Getting too little sleep can play havoc with our health, say some experts, and the biggest cause of this disruption by far is snoring.
Sleeping for fewer than six hours for several nights in a row affects hundreds of genes in our bodies and it is these genes that are responsible for keeping us in good health, says a new study. Research led by the Surrey Sleep Research Centre has found that people who were subjected to sleep deprivation for a week underwent physical changes at a molecular level that could affect their wellbeing seriously if they continued for the long term
Sleep disorders are common in industrialised nations, with between 10% and 20% of the European and US population reporting frequent sleep disruption. Insufficient sleep and disruption to the sleep-wake cycle – which is known as the circadian rhythm – are known to have a damaging effect on health, but the reasons behind this remain largely unexplored.
Details of the Laboratory sleep tests
Although relatively small, this study could be of major importance and it involved a group of healthy adults -14 men and 12 women. All those taking part in the study were allowed to sleep under laboratory conditions for 5.7 hours one week and 8.5 hours another week.
After each of the two seven day periods, whole blood samples were collected from each individual and a specific analysis carried out. This involved the analysis of RNA – correctly called messenger RNA, and this plays a vital role in making proteins. These samples allowed the researchers to examine what is happening to the RNA in the blood, brain and liver.
Professor Derk-Jan Dijk and his colleagues at the Surrey Sleep centre found that volunteers who got less than six hours sleep each night over the course of a week experienced changes to as many as 711 RNA genes that are linked to inflammation, fighting disease and stress. These changes, just due to one week’s sleep deprivation, might have a major impact on obesity, diabetes, cardiovascular disease and brain function if they continue in the long term. The data suggest several ways by which sleep restriction and disruption of the circadian rhythm may be linked to negative health outcomes and there is evidence that the circadian rhythm could be one general pathway by which sleep restriction leads to major health problems.
The findings appear in detail in the journal PNAS.
Obesity and diabetes
Commenting on the study, Professor Adrian Williams, who is Professor of Sleep Medicine at King’s College, London tells us that people should not be unduly concerned about how much sleep they are getting. “Individuals are individuals,” he says. “As a Society we often sleep an extra two hours at the weekend to make up for a lack of sleep during the week – in this 24/7 society – so probably we tend to sleep less than we need to, but it’s very individual – so people shouldn’t be unduly worried.”
However, Professor Williams says he believes that “sleep deprivation or sleep interruption is a drive to diabetes and obesity – and, of course, linked to these is high blood pressure and heart disease,” he says.
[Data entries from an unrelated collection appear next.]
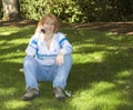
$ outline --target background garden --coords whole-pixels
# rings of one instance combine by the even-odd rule
[[[1,110],[133,109],[132,0],[19,0],[19,20],[3,21],[1,10]],[[72,97],[58,101],[52,96],[52,83],[40,82],[40,97],[23,101],[25,83],[20,69],[24,50],[37,20],[49,11],[60,18],[60,31],[74,49],[66,87]]]

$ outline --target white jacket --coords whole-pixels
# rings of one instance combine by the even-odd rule
[[[42,33],[35,33],[32,36],[25,49],[28,56],[34,56],[35,59],[44,66],[54,64],[55,57],[59,51],[63,54],[71,54],[73,51],[72,46],[61,32],[54,33],[54,38],[49,50],[45,47]]]

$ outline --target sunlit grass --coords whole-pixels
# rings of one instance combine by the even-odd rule
[[[41,96],[22,101],[24,50],[35,27],[0,28],[0,108],[1,110],[132,110],[133,36],[69,29],[73,46],[73,67],[66,89],[72,97],[60,102],[52,96],[50,82],[39,83]]]

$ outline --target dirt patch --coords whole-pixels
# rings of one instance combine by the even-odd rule
[[[25,27],[37,26],[38,21],[34,20],[20,20],[20,21],[0,21],[0,27]],[[99,23],[82,23],[70,24],[70,28],[88,28],[99,31],[110,31],[122,34],[133,34],[133,22],[99,22]]]

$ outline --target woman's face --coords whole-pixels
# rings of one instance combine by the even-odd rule
[[[45,30],[45,33],[53,33],[54,20],[51,18],[47,18],[47,20],[44,21],[43,28]]]

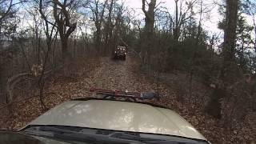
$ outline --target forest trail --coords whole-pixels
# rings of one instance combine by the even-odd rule
[[[86,66],[78,66],[78,70],[73,70],[77,73],[74,74],[76,75],[74,78],[66,78],[58,73],[47,82],[45,91],[52,93],[44,98],[47,108],[52,108],[72,98],[90,97],[91,93],[89,90],[92,87],[138,92],[154,90],[159,92],[160,101],[152,100],[150,101],[150,102],[176,111],[210,142],[214,143],[245,142],[243,135],[248,132],[239,131],[238,128],[234,130],[237,134],[234,134],[233,130],[227,131],[223,129],[218,120],[206,115],[198,106],[180,102],[174,90],[163,82],[157,84],[154,78],[149,78],[149,76],[138,71],[138,62],[136,62],[131,56],[128,55],[126,61],[113,60],[110,57],[104,57],[97,62],[92,60],[90,63],[87,61],[85,62]],[[89,66],[91,65],[93,66],[90,67]],[[0,129],[22,128],[46,110],[42,110],[38,97],[35,97],[14,103],[12,106],[12,111],[10,113],[7,109],[0,109],[0,114],[0,114]],[[253,127],[253,125],[251,124],[249,127]],[[251,134],[247,138],[251,139],[254,136]]]
[[[128,91],[153,89],[146,77],[138,78],[134,71],[136,63],[129,55],[126,61],[102,58],[100,66],[89,81],[90,87]]]

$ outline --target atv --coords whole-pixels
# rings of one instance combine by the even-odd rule
[[[126,47],[117,46],[114,51],[114,59],[126,60]]]

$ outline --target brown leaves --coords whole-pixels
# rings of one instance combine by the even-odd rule
[[[72,70],[69,72],[70,75],[66,76],[63,72],[59,72],[46,83],[46,92],[53,92],[50,95],[44,97],[44,102],[48,108],[52,108],[71,98],[90,96],[88,90],[90,87],[139,92],[154,90],[159,92],[161,98],[160,101],[150,101],[150,102],[176,111],[210,142],[213,143],[255,143],[255,113],[248,114],[244,122],[239,123],[239,126],[236,129],[226,130],[222,128],[218,120],[206,115],[202,109],[202,106],[198,106],[199,104],[197,105],[194,102],[178,101],[178,94],[170,88],[170,86],[164,84],[166,82],[162,81],[158,83],[155,79],[142,74],[137,69],[136,62],[130,57],[127,57],[125,62],[111,61],[109,58],[103,58],[100,62],[90,60],[72,65],[70,66]],[[166,80],[171,82],[174,78],[178,79],[181,76],[174,77],[169,75]],[[199,86],[198,83],[194,85]],[[203,96],[206,94],[205,91],[207,91],[202,86],[196,90],[198,93],[198,97],[200,94]],[[187,98],[185,97],[186,98]],[[196,97],[190,97],[190,98],[195,99],[194,102],[202,102]],[[0,110],[1,129],[17,130],[45,112],[41,110],[38,98],[33,98],[13,105],[12,109],[14,111],[13,114],[9,114],[7,110]]]

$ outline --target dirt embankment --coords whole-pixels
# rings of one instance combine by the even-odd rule
[[[138,74],[138,71],[134,70],[138,65],[129,56],[126,61],[102,58],[96,63],[91,61],[79,66],[72,78],[58,74],[47,83],[46,91],[53,92],[44,99],[48,108],[70,98],[88,97],[88,90],[91,87],[140,92],[155,90],[159,91],[162,98],[152,102],[177,111],[213,143],[253,143],[254,139],[252,137],[256,138],[255,131],[251,131],[254,129],[247,128],[254,126],[248,124],[244,130],[225,130],[218,120],[207,116],[197,106],[182,103],[166,84],[157,83],[154,79],[149,80],[147,76]],[[7,110],[0,110],[0,128],[17,130],[45,112],[41,110],[38,98],[15,103],[12,109],[13,114],[8,114]]]

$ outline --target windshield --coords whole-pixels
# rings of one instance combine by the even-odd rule
[[[206,144],[202,140],[177,136],[124,132],[63,126],[29,126],[20,133],[32,135],[44,142],[45,138],[66,143],[160,143]],[[49,141],[48,141],[49,142]],[[50,142],[47,142],[50,143]],[[50,143],[51,144],[51,143]]]

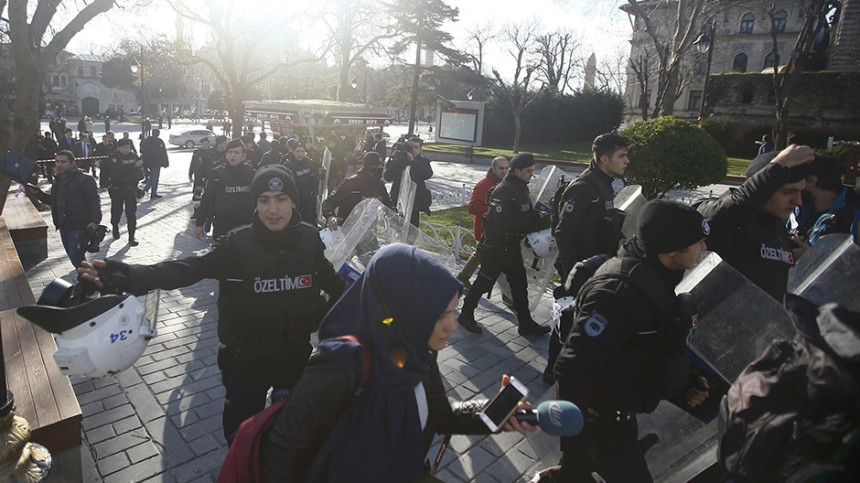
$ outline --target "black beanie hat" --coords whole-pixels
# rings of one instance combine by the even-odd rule
[[[511,169],[523,169],[534,166],[535,157],[532,153],[519,153],[511,158]]]
[[[364,153],[364,158],[361,160],[361,169],[381,168],[382,161],[379,159],[379,153],[370,151]]]
[[[779,155],[777,151],[770,151],[764,154],[759,154],[750,162],[749,167],[746,171],[747,178],[752,177],[754,174],[758,173],[762,169],[765,168],[774,158]],[[787,183],[797,183],[798,181],[806,179],[807,172],[809,171],[809,165],[801,164],[800,166],[795,166],[791,168],[791,171],[788,173],[788,181]]]
[[[636,237],[654,255],[681,250],[710,233],[711,227],[701,213],[677,201],[649,201],[636,220]]]
[[[279,164],[264,166],[254,175],[254,181],[251,182],[251,194],[254,196],[254,202],[258,196],[266,191],[286,193],[293,200],[293,203],[299,204],[299,190],[296,189],[296,182],[293,181],[293,176],[287,171],[287,168]]]

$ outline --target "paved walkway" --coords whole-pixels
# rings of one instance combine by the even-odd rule
[[[193,236],[190,185],[186,178],[190,151],[170,151],[170,168],[161,175],[160,194],[148,195],[138,207],[137,238],[129,247],[108,235],[96,258],[129,263],[154,263],[186,257],[208,247],[211,240]],[[474,183],[485,166],[434,164],[436,179],[454,186]],[[102,195],[103,224],[109,225],[109,199]],[[50,224],[50,214],[45,213]],[[124,222],[123,222],[124,223]],[[28,273],[35,294],[56,277],[72,279],[73,270],[60,242],[50,231],[48,259]],[[93,257],[91,256],[90,259]],[[116,377],[75,378],[73,384],[84,414],[84,481],[215,481],[226,454],[221,436],[221,386],[217,348],[216,282],[162,292],[158,337],[134,367]],[[535,314],[549,319],[548,298]],[[517,335],[514,316],[494,295],[476,312],[485,331],[454,334],[439,353],[439,363],[454,400],[491,396],[503,373],[523,381],[533,395],[549,387],[540,379],[546,363],[547,338]],[[535,398],[533,397],[532,400]],[[438,445],[438,441],[436,443]],[[431,449],[430,457],[436,454]],[[455,436],[438,477],[444,481],[523,481],[540,466],[528,440],[517,433],[491,437]]]

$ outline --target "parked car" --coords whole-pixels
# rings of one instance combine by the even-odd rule
[[[175,146],[191,149],[200,144],[200,140],[205,137],[214,140],[215,133],[208,129],[190,129],[179,134],[171,134],[169,142]]]

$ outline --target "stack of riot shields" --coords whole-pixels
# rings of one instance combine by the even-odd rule
[[[414,183],[412,183],[414,186]],[[414,189],[412,191],[414,197]],[[458,270],[454,253],[418,230],[376,198],[361,201],[353,208],[340,230],[343,238],[331,242],[327,258],[342,275],[361,273],[381,247],[409,243],[437,258],[449,270]]]
[[[849,235],[821,238],[791,270],[788,292],[816,305],[836,302],[860,310],[860,247]],[[659,442],[646,454],[655,481],[688,481],[717,460],[716,408],[729,381],[758,358],[775,339],[795,330],[782,304],[767,295],[715,253],[690,270],[676,292],[689,292],[699,308],[691,340],[693,360],[708,376],[710,411],[690,414],[670,402],[639,415],[640,436],[656,433]],[[708,413],[708,414],[705,414]]]

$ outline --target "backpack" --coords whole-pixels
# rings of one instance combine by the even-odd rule
[[[774,341],[723,398],[720,465],[735,481],[858,481],[857,314],[791,294],[785,305],[797,336]]]
[[[367,345],[354,335],[344,335],[337,337],[335,340],[350,341],[361,346],[362,350],[362,371],[361,384],[356,393],[360,393],[370,378],[371,369],[371,354]],[[296,383],[298,384],[298,382]],[[236,436],[233,438],[233,443],[227,451],[227,457],[224,459],[224,464],[221,466],[221,472],[218,474],[218,483],[255,483],[261,481],[260,473],[260,451],[264,438],[271,431],[275,421],[281,414],[281,410],[289,401],[289,395],[283,399],[272,403],[271,406],[260,411],[242,422]],[[313,481],[316,475],[322,469],[323,464],[328,459],[329,454],[334,449],[334,443],[337,441],[339,434],[345,429],[346,419],[341,418],[335,425],[331,433],[329,433],[322,447],[314,458],[313,464],[308,471],[308,481]]]

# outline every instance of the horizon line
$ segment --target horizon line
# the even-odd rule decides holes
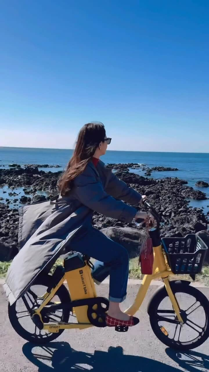
[[[71,151],[73,151],[74,149],[73,148],[53,148],[53,147],[19,147],[18,146],[0,146],[0,149],[1,148],[25,148],[25,149],[33,149],[34,150],[66,150],[67,151],[69,151],[70,150]],[[115,151],[117,152],[126,152],[126,153],[171,153],[171,154],[209,154],[209,153],[198,153],[193,152],[192,151],[187,152],[186,151],[139,151],[137,150],[107,150],[107,151]]]

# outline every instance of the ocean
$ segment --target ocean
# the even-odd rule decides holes
[[[42,168],[42,170],[57,171],[64,169],[73,152],[71,150],[0,147],[0,169],[8,168],[9,164],[13,163],[21,166],[47,164],[58,164],[61,168]],[[209,153],[107,151],[101,158],[105,164],[133,163],[145,164],[150,167],[162,166],[177,168],[179,170],[176,171],[153,171],[151,177],[157,179],[177,177],[185,180],[189,186],[205,192],[209,198],[209,187],[195,186],[199,180],[209,183]],[[3,167],[3,165],[5,167]],[[141,170],[131,170],[131,171],[144,175]],[[209,211],[209,208],[207,206],[209,204],[209,200],[192,200],[190,205],[203,207],[206,213]]]

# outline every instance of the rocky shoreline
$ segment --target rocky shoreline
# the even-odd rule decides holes
[[[184,236],[187,234],[200,231],[207,234],[209,231],[209,212],[205,215],[202,209],[190,207],[186,199],[205,200],[207,198],[205,193],[194,190],[187,186],[186,181],[176,177],[158,180],[129,171],[130,169],[139,168],[147,171],[147,167],[143,164],[109,164],[107,166],[113,169],[117,176],[129,185],[149,197],[161,217],[162,236]],[[148,171],[149,169],[151,171],[177,170],[161,167],[149,168]],[[46,200],[57,192],[57,183],[61,174],[61,171],[53,173],[39,170],[37,166],[32,164],[25,168],[17,164],[15,167],[0,169],[0,187],[7,185],[10,188],[8,194],[3,192],[4,196],[1,198],[2,202],[0,202],[0,260],[10,260],[18,251],[18,209],[17,208],[9,208],[11,201],[8,197],[14,196],[17,204],[20,202],[23,205],[29,204]],[[15,189],[20,187],[24,188],[25,195],[20,198]],[[41,192],[47,192],[48,196],[37,193],[38,192],[41,194]],[[143,208],[141,206],[136,206],[139,209]],[[131,235],[131,231],[135,236],[136,233],[135,229],[137,228],[134,224],[125,224],[97,213],[94,215],[93,223],[99,230],[106,230],[108,228],[112,228],[113,238],[112,234],[118,235],[119,230],[116,232],[115,228],[128,228],[129,236]],[[137,233],[140,235],[143,231],[142,227]]]

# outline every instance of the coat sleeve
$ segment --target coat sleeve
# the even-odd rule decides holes
[[[135,205],[139,202],[142,196],[132,187],[120,180],[111,171],[109,181],[106,187],[107,192],[114,198]]]
[[[116,200],[104,190],[99,179],[89,172],[74,180],[74,192],[84,205],[99,213],[127,223],[131,222],[137,211],[120,200]]]

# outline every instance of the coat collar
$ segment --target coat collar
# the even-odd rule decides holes
[[[95,172],[96,173],[97,176],[99,176],[99,174],[98,171],[96,167],[94,166],[93,162],[91,161],[89,162],[89,166],[90,167],[91,167],[91,168],[92,169],[93,169],[93,170],[94,171],[94,172]],[[103,163],[103,161],[102,161],[102,160],[100,160],[100,159],[98,161],[98,165],[99,165],[99,166],[102,167],[102,168],[103,168],[105,166],[104,163]]]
Restrict snoring goes a long way to solving this problem in men, women and even children.
Professor Jim Horne from the Sleep Research Centre at Loughborough University tells us: “The potential perils of ‘sleep debt’ in today’s society and the need for ‘eight hours sleep a night’ are overplayed and can cause undue concern.”
He explains: “Although this important study seems to support this concern, the participants had their sleep suddenly restricted to an unusually low level, which must have been somewhat stressful. “We must be careful not to generalise such findings to, say, habitual six-hour sleepers who are happy with their sleep. Besides, sleep can adapt to some change, and should also be judged on its quality, not simply on its total amount.”
The key to healthy sleep is the quality and not the duration according to many of the leading experts so disruption should be avoided wherever necessary. If you snore, you should take steps now to resolve the problem, as the effects are serious and far-reaching as far as your health is concerned.